RF is an integrated classifier composed of multiple decision tree classifiers, which can be described as in Eq. 8.

$$h\left( {X, \theta_{k} } \right);k = 1, 2, \ldots , n_{tree}$$
(8)

At the end of the algorithm, the predictive capability of the RF model should be assessed. Various statistical parameters or cross-validation procedures are used to validate the performance of the proposed models [38, 39].

The RF method has two important products: out-of-bag estimates of the generalization error and variable importance measures [11]. Two algorithms for calculating variable importance measures differ somewhat from the four heuristics originally suggested for variable importance measures [11]. The first heuristic is based on the Gini criterion, and the second calculates variable importance as the mean decrease in accuracy using out-of-bag observations [40, 11]. The OOB observations can also be used to calculate variable importance, and Gini impurity represents the probability that a randomly selected sample from a node will be incorrectly classified according to the distribution of samples in the node [40].

To evaluate the classification ability and the performance of the model, parameters such as error (Er) and accuracy (Ac) are calculated, which are given in Eqs. 9 and 10. In the equations, TP, FP, TN and FN denote true positives, false positives, true negatives and false negatives, respectively.

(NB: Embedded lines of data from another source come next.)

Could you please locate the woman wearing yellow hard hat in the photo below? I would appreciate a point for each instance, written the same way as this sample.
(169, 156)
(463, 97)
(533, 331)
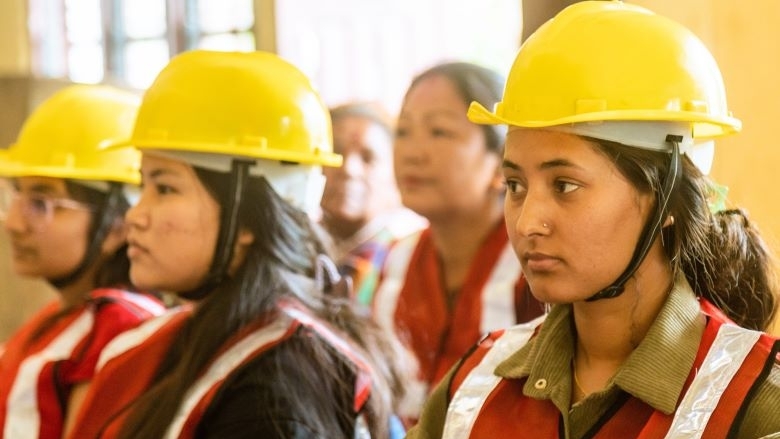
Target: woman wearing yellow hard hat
(657, 302)
(233, 145)
(63, 208)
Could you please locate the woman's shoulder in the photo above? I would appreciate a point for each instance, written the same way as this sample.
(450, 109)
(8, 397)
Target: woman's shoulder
(761, 415)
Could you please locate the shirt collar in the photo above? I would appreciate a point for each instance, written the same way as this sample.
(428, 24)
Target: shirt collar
(655, 372)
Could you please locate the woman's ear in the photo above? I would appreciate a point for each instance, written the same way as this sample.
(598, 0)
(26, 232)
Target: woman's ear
(498, 180)
(244, 240)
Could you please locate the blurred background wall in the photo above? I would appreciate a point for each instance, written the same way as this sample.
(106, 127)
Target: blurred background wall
(363, 49)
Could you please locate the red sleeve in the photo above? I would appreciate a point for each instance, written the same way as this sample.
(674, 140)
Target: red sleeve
(111, 319)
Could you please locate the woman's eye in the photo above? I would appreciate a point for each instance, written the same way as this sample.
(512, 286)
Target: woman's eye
(564, 187)
(39, 204)
(513, 186)
(163, 189)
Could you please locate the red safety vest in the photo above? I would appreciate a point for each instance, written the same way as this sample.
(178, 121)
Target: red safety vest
(130, 373)
(411, 302)
(474, 413)
(36, 377)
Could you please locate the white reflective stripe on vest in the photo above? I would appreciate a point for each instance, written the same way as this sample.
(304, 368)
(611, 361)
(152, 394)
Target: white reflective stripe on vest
(498, 294)
(143, 301)
(480, 382)
(726, 355)
(134, 337)
(226, 363)
(396, 266)
(23, 417)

The relationship of these four factors can be best shown by the confusion matrix [41].

$$Er = \frac{FP + FN}{{TP + TN + FP + FN}}$$
(9)
$$Ac = \frac{TP + TN}{{TP + TN + FP + FN}}$$
(10)

Note that sensitivity is also called the true positive rate, defined as the ability and proportion of a classifier to correctly predict positively labeled molecules, while specificity is also called the true negative rate, defined as the capability and percentage of negatively labeled instances identified as negative [39, 42, 43]. Accuracy is the percentage coverage of correct predictions, generally applied to judge the predictive power of models [44].

There are other metrics such as F1 and Recall calculated with the confusion matrix. Recall score represents the model’s ability to correctly predict the positives out of actual positives. Recall is also known as sensitivity or the true positive rate and is given in Eq. 11. F1 score represents the model score as a function of precision and recall score. F-score is a machine learning model performance metric that gives equal weight to both the Precision and Recall for measuring its performance in terms of accuracy, making it an alternative to accuracy metrics. F1 score is also given in Eq. 12.

$$Recall = \frac{TP}{{TP + FN}}$$
(11)
$$F1 = \frac{2TP}{{2TP + FP + FN}}$$
(12)

Accuracy is a machine learning classification model performance metric that is defined as the ratio of true positives and true negatives to all positive and negative observations. In other words, accuracy tells us how often we can expect our machine learning model will correctly predict an outcome out of the total number of times it made predictions. For this reason, accuracy criterion is preferred in the interpretation of the models.

The second performance criterion aims at measuring the extent to which the RF model can distinguish between the classes, i.e., the ability of the RF model to rank the events with “y = 1” relative to those with “y = 0”. This can be evaluated using the receiver operating characteristic (ROC) curve [45]. The closer the curve is to the left-hand corner of the ROC space, the better the classification. The area between the first bisector and the ROC curve (denoted as AUC) allows the performance of the RF model to be quantified [46]. In other words, the AUC is a combined measure of sensitivity (true positive rate) and specificity (true negative rate) at various probability threshold settings. Since both the x and y axes have values between 0 and 1, it can take any value between 0 and 1. The closer the AUC is to 1, the better the overall diagnostic performance of the test, so it is expected to be as close to 1 as possible.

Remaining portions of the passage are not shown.